Nick to Launch Video Podcasts

New York -- Nickelodeon held its upfront presentation at the Nokia Theater here Thursday morning.

Video podcasts for various “TEENick” shows will launch next week, starting with Zoey 101, followed by the Kids’ Choice Awards and movies. They will be available on Apple Computer Inc.’s iTunes Music Store (www.itunes.com) and Nick.com (www.nick.com). The latter, over the course of 2006-07, will also be home to “New Game of the Week” titles.

Nick also announced a trio of films: Nacho Libre, featuring Jack Black, in June; Barnyard in October; and Charlotte’s Web, showcasing the voice talents of Julia Roberts, in December.

On the small screen, Nick and Nick Jr. will premiere more than 127 hours of original programming during the upcoming TV season with pickups from such ongoing series as Drake & Josh, LazyTown, SpongeBob SquarePants and Go, Diego, Go!.

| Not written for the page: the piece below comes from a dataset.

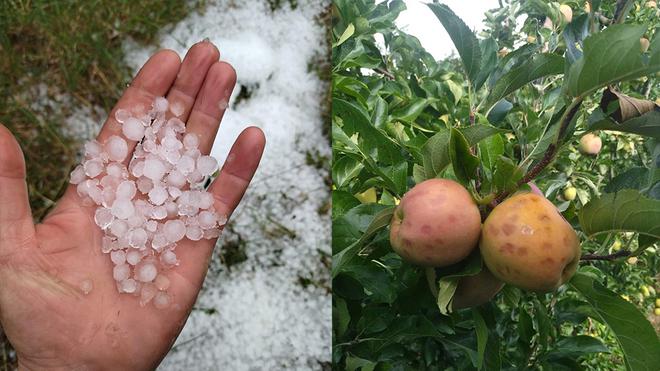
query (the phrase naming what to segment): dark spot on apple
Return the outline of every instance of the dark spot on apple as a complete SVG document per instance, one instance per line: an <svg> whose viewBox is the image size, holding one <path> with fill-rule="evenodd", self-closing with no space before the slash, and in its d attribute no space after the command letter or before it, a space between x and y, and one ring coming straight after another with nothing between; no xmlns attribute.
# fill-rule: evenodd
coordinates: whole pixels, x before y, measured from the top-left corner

Upcoming new series include: The Lil’ JJ Show, a live-action series featuring the actor/comedian as a 15-year-old trying to right injustices toward kids; El Tigre, a Mexican-folk-art-inspired animated series with a spaghetti-Western twist; and Downward Doghouse, an animated series for Nick Jr. featuring a five-year-old Chinese-American girl named Kai-lan who will introduce preschoolers to aspects of Chinese culture.

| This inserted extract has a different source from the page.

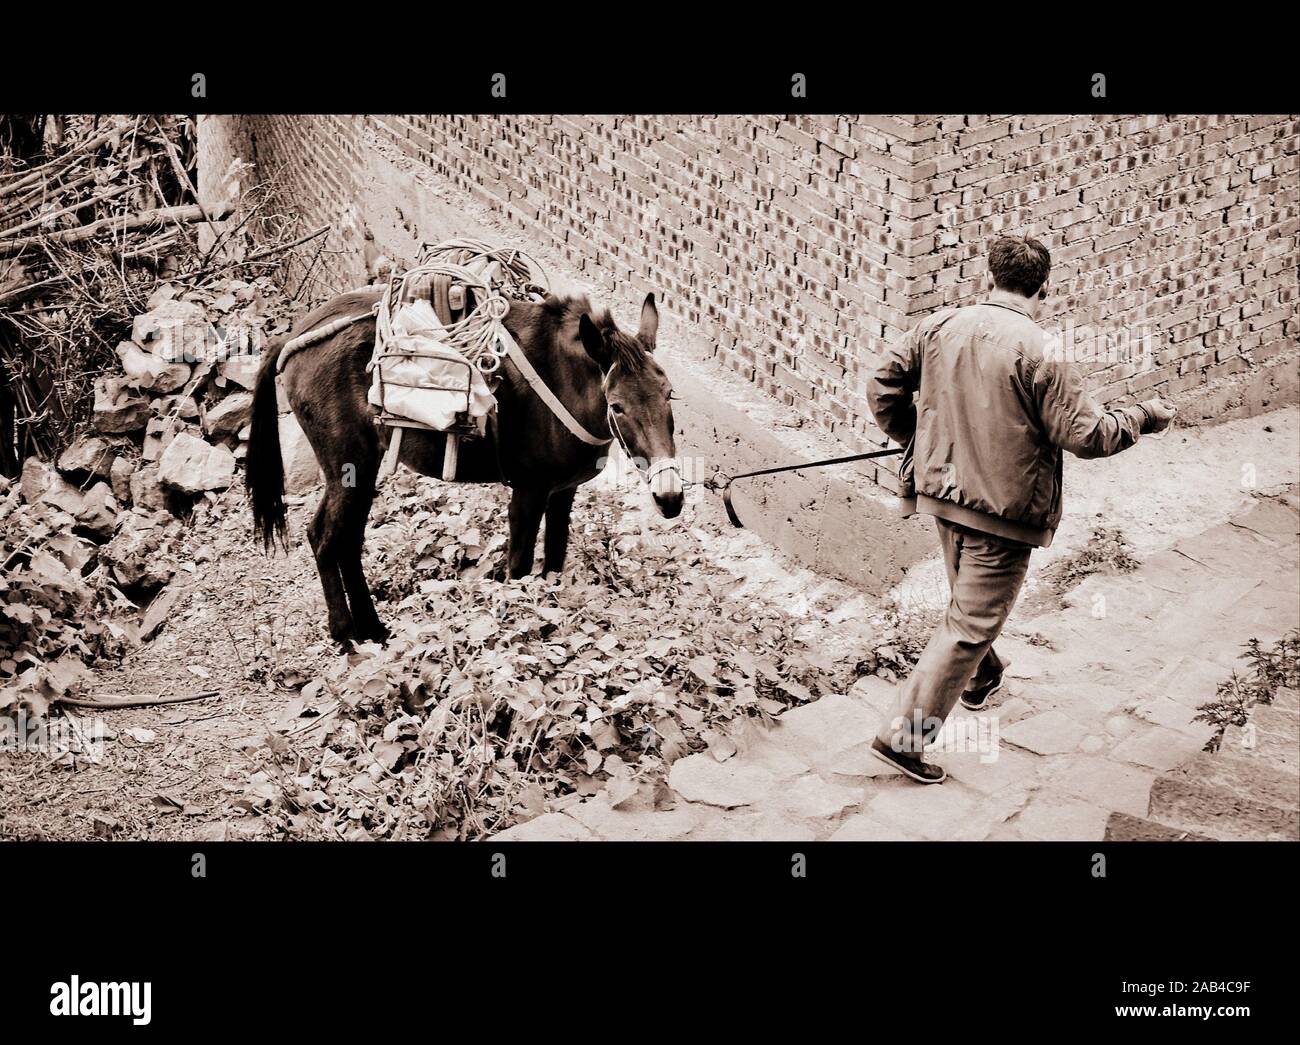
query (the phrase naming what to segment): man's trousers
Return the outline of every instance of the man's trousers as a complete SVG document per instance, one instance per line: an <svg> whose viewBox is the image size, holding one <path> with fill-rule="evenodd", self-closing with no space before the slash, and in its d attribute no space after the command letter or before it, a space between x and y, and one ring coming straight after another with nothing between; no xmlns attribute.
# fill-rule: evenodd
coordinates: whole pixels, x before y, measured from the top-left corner
<svg viewBox="0 0 1300 1045"><path fill-rule="evenodd" d="M898 702L878 734L896 751L919 755L933 741L972 681L1001 669L993 641L1016 603L1033 548L1019 541L935 519L951 597Z"/></svg>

Additionally, Nick executives talked up Mr. Meaty, which was developed from the TurboNick broadband platform, where it appeared as a series of shorts. The series is set in a fast-food franchise and focuses on the likes of teen-age slackers Josh and Parker, who plan to escape from minimum-wage monotony.

The kids’ kingpin also ordered 15 episodes of Tak and the Power of JuJu, a computer-generated-imaging adventure comedy developed from the video-game series.

Mr. Meaty and Tak are examples of content emanating from and then migrating to a variety of platforms that Cyma Zarghami, president of Nickelodeon and MTV Networks’ Kids and Family Group, has been extolling. The group was officially restructured last month to place even more emphasis on the development of digital content.

During the presentation, Zarghami said that with the next generation of kids being “platform-agnostic,” Nickelodeon -- which currently reaches kids through 15 different platforms in 100 countries -- is investing millions of dollars in nonlinear platforms. “We need to be on the platforms that kids want,” she added.

Those outlays include the launch of an animation laboratory called “Inkubators,” based at the company’s studio in Burbank, Calif. There, the lab will develop original animated contest for broadband, wireless, portable video devices, online and gaming.